In-universe information
- Gender: Male
- Occupation: Private detective
- Children: Paul Drake Jr. (son)
- Nationality: American

= Paul Drake =

Fictional private detective in the Perry Mason novels and TV series

Paul Drake is a fictional private detective in the Perry Mason series of murder mystery novels by Erle Stanley Gardner. Drake is described as tall and slouching, undistinguished (which suits his profession), and frequently wearing an expression of droll humor. He often smoked cigarettes especially when he had a subject of interest under surveillance. He is friends and right-hand man to Mason, a highly successful criminal defense lawyer in Los Angeles.

==Novels==
Drake is frequently described as "lanky" and slightly "fish-faced" or "pop-eyed". In talking to Mason, he generally likes to slouch in an armchair with his back over one arm and his legs over the other. The conversations often include complaints about his indigestion from living on cheap hamburgers and bad coffee when working for Mason. His appearance and attitude are deceptive, however: he is personally dedicated, and physically tough in a fight.

==Films==
Allen Jenkins played a variation on the Paul Drake character, referred to as Spudsy Drake, in two 1935 films based on Gardner novels, The Case of the Curious Bride and The Case of the Lucky Legs.

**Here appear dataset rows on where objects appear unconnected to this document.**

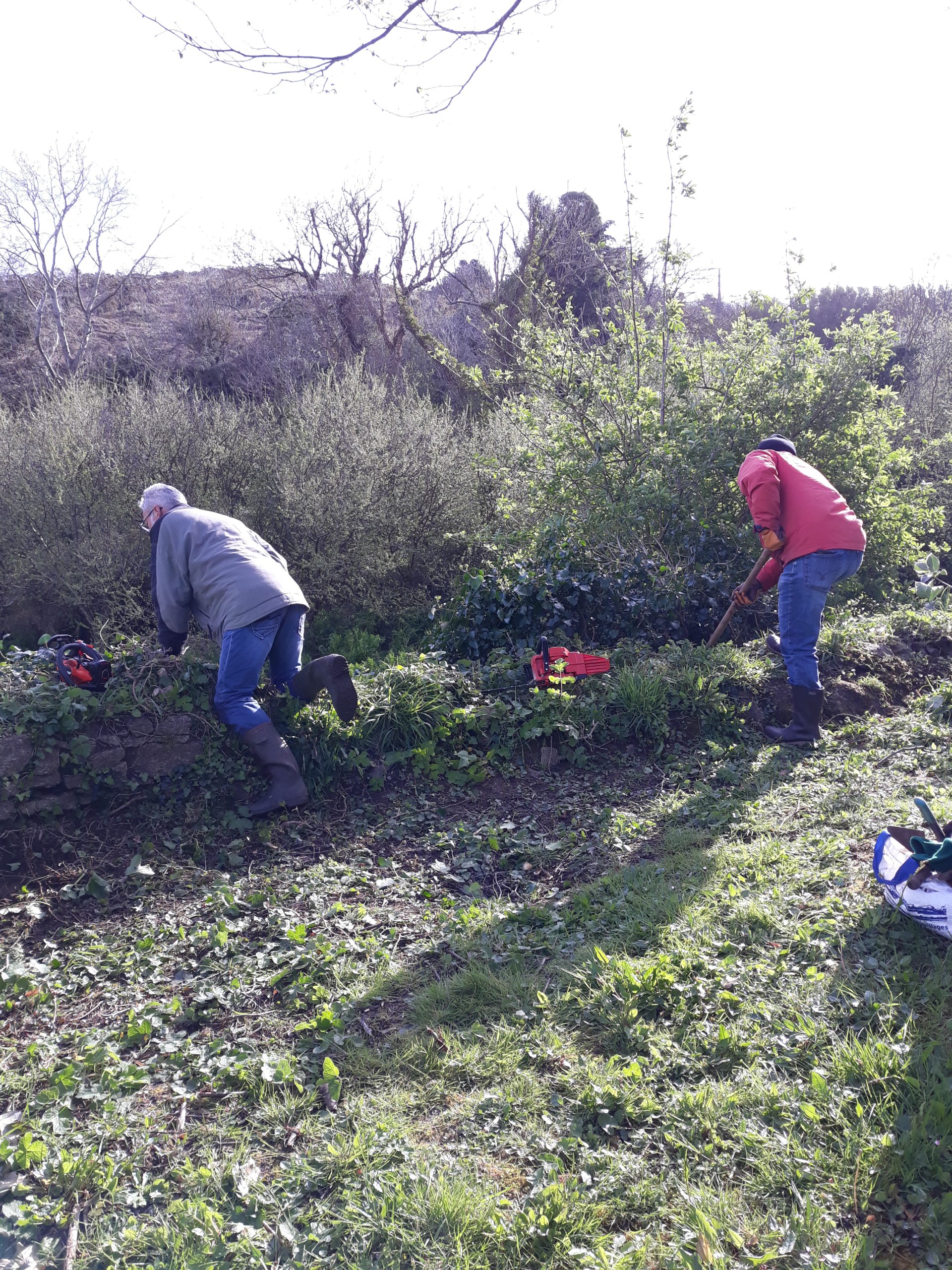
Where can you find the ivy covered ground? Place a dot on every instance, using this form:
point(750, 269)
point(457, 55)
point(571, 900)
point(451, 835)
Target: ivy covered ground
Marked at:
point(644, 1009)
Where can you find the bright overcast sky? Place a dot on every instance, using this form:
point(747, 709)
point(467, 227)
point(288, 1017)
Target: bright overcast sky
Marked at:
point(827, 124)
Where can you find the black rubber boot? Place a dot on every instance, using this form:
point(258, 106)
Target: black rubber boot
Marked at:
point(333, 674)
point(805, 727)
point(286, 785)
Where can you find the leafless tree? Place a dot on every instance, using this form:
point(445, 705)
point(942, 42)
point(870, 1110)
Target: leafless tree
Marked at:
point(333, 253)
point(60, 219)
point(446, 28)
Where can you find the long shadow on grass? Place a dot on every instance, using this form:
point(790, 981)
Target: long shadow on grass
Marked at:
point(492, 969)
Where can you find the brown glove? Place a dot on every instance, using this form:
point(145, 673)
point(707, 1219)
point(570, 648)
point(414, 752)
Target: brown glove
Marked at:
point(772, 541)
point(744, 599)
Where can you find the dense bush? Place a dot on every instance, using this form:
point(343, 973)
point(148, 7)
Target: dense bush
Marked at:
point(372, 498)
point(630, 447)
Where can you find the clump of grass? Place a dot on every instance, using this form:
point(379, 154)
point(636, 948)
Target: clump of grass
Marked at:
point(640, 698)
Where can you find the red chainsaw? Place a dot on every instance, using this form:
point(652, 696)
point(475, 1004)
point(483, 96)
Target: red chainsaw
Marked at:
point(79, 666)
point(577, 665)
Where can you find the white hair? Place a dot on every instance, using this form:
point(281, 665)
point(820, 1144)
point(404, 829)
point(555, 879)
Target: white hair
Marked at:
point(162, 496)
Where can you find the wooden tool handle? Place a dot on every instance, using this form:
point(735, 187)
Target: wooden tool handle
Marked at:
point(725, 622)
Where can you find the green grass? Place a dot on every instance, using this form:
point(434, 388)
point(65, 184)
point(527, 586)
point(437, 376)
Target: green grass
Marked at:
point(640, 1016)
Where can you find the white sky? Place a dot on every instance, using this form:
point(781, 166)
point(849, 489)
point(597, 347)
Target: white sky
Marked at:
point(827, 124)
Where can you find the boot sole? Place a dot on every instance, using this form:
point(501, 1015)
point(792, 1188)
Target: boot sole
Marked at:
point(307, 684)
point(343, 694)
point(285, 806)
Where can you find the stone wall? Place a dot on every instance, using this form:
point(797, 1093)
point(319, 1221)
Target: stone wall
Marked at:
point(69, 772)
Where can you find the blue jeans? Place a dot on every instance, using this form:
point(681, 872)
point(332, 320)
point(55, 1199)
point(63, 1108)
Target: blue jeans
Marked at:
point(276, 639)
point(803, 592)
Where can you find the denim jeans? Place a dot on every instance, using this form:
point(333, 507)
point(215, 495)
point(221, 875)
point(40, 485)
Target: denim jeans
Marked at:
point(803, 592)
point(276, 639)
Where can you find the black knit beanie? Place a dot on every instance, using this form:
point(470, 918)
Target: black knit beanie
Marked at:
point(781, 444)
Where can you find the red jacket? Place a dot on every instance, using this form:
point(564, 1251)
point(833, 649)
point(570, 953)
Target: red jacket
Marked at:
point(787, 495)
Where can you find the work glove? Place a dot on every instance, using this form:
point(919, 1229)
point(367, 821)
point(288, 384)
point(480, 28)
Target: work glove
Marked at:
point(744, 599)
point(771, 540)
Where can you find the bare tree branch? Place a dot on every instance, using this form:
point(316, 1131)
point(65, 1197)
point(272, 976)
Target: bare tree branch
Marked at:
point(59, 223)
point(386, 21)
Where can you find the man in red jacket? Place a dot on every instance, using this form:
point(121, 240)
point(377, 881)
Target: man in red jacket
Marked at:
point(817, 541)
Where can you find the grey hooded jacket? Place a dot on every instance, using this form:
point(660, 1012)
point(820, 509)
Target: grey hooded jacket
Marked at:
point(216, 570)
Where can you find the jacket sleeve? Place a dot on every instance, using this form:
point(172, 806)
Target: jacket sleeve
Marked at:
point(761, 486)
point(771, 573)
point(172, 595)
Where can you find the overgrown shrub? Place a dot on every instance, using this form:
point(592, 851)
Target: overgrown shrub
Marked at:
point(372, 498)
point(631, 441)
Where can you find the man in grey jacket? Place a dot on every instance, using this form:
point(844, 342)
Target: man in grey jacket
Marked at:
point(239, 591)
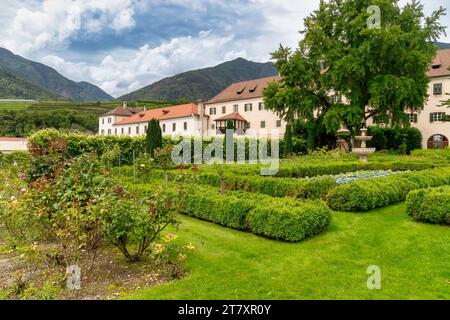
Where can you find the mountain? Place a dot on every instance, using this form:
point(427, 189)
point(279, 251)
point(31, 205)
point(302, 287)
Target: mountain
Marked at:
point(48, 78)
point(13, 87)
point(204, 83)
point(443, 45)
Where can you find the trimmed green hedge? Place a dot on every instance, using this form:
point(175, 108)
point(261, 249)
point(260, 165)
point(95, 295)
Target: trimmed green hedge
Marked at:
point(430, 205)
point(279, 220)
point(393, 139)
point(275, 187)
point(365, 195)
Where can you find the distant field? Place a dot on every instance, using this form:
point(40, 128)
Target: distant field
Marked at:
point(69, 105)
point(22, 118)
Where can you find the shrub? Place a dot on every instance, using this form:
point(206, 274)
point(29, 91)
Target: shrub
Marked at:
point(430, 205)
point(129, 220)
point(394, 139)
point(133, 147)
point(365, 195)
point(334, 167)
point(226, 210)
point(280, 220)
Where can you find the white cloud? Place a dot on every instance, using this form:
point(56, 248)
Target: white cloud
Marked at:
point(119, 74)
point(37, 28)
point(56, 22)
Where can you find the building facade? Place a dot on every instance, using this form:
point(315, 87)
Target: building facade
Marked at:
point(182, 120)
point(435, 131)
point(243, 103)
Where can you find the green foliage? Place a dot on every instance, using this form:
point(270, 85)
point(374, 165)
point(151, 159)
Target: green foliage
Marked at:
point(281, 220)
point(210, 205)
point(154, 137)
point(430, 205)
point(230, 124)
point(435, 155)
point(288, 147)
point(395, 139)
point(275, 187)
point(80, 143)
point(129, 220)
point(365, 195)
point(19, 123)
point(384, 68)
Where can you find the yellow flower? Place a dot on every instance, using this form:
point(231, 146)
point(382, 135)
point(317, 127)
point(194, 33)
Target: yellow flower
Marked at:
point(170, 237)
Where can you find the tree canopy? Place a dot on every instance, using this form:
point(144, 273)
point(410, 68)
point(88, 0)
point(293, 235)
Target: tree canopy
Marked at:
point(348, 68)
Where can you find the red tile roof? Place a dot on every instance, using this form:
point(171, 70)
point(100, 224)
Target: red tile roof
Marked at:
point(181, 111)
point(233, 116)
point(441, 64)
point(244, 90)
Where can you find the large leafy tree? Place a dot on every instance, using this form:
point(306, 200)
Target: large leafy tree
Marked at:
point(379, 71)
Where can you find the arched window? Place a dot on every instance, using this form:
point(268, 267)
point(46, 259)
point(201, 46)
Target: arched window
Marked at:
point(438, 141)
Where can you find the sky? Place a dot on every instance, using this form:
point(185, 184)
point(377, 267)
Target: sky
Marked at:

Eddie Acuff took over the Spudsy role in the 1936 film The Case of the Velvet Claws.

Garry Owen played the investigator, now known simply as Paul Drake, in 1936's The Case of the Black Cat, and Joseph Crehan took over in 1937's The Case of the Stuttering Bishop.

==Television==
In 1957, the CBS television network launched a Perry Mason series based on Gardner's characters, which ran until 1966. William Hopper auditioned for both the Mason and Drake roles. (Note: Kinescopes of Hopper's audition as Perry Mason, along with Raymond Burr's auditions for Hamilton Burger and Mason, were included as special features on the 2008 "50th Anniversary Edition" Perry Mason DVD set.) "He was perfect as Drake, and we got him," recalled executive producer Gail Patrick Jackson.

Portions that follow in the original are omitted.